Note from Sharing Power Cell 2

 

Summary of key points

  • Lived experience is powerful in designing and delivering better policies and practices but needs to be used thoughtfully, through ‘reflective practice’ in ways that promote co-creation with professionals and ensure power is genuinely shared.

  • Organisations need to provide spaces in which genuine listening can take place in open-ended ways which avoid labelling, harming or exploiting people and which enable them to feedback on the process and find out how their input has been used, and from which everyone involved can learn.

  • Staff with lived experience are an important resource but need appropriate support to avoid trauma leaking out into work or being re-traumatised, or burn-out.

  • Funders can do more to involve people with lived experience, including making funding available for involvement in pre-project shaping activities, as well as post-project evaluation.


In more detail

Caroline Slocock, co-convenor of the Better Way, introduced the cell.  She explained that the aim was to share insights with each other and inspire each other to do more, and that we would share learning from these discussions with the wider network and beyond (for example we had been feeding network insights into the Danny Kruger report for the Prime Minister about the role of civil society). 

 Our Better Way Call to Action pointed out that power is in too few hands, she said, and sharing power is one of the ways to redress that.  At our first meeting Sue Tibballs reminded us that we have more power than we think.  As a result of COVID-19 we might see more division and inequality in society, but there are also opportunities and we see some organisations changing their strategy. 

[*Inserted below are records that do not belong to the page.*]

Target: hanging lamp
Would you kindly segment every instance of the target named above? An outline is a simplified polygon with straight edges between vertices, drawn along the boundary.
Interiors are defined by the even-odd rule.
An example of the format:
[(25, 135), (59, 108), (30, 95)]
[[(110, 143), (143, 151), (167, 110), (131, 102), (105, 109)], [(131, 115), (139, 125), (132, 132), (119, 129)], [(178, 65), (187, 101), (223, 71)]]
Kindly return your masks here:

The topic for this meeting was how we create inclusive conversations that drive change, and what is it about giving up power that makes us so uncomfortable?

Our guest speaker was Whitney Iles from Project 507. This organisation, set up by Whitney in 2011, works in prisons and community settings with young people who are leading lifestyles that are physically, psychologically or emotionally harmful to themselves and others. Project 507 employs people with lived experience and has taken that lived experience and turned it into trauma informed professional practice. It does not see itself as being there to help, more to create a space in which people learn and create together through co-production in a way that benefits everyone and with the aim of people becoming healthy, happy people.

Whitney said that Project 507 also help other organisations and policy makers to make use of lived experience but in doing so it’s important to think what we mean by this and who do we leave out.  We will always miss some voices, some experiences.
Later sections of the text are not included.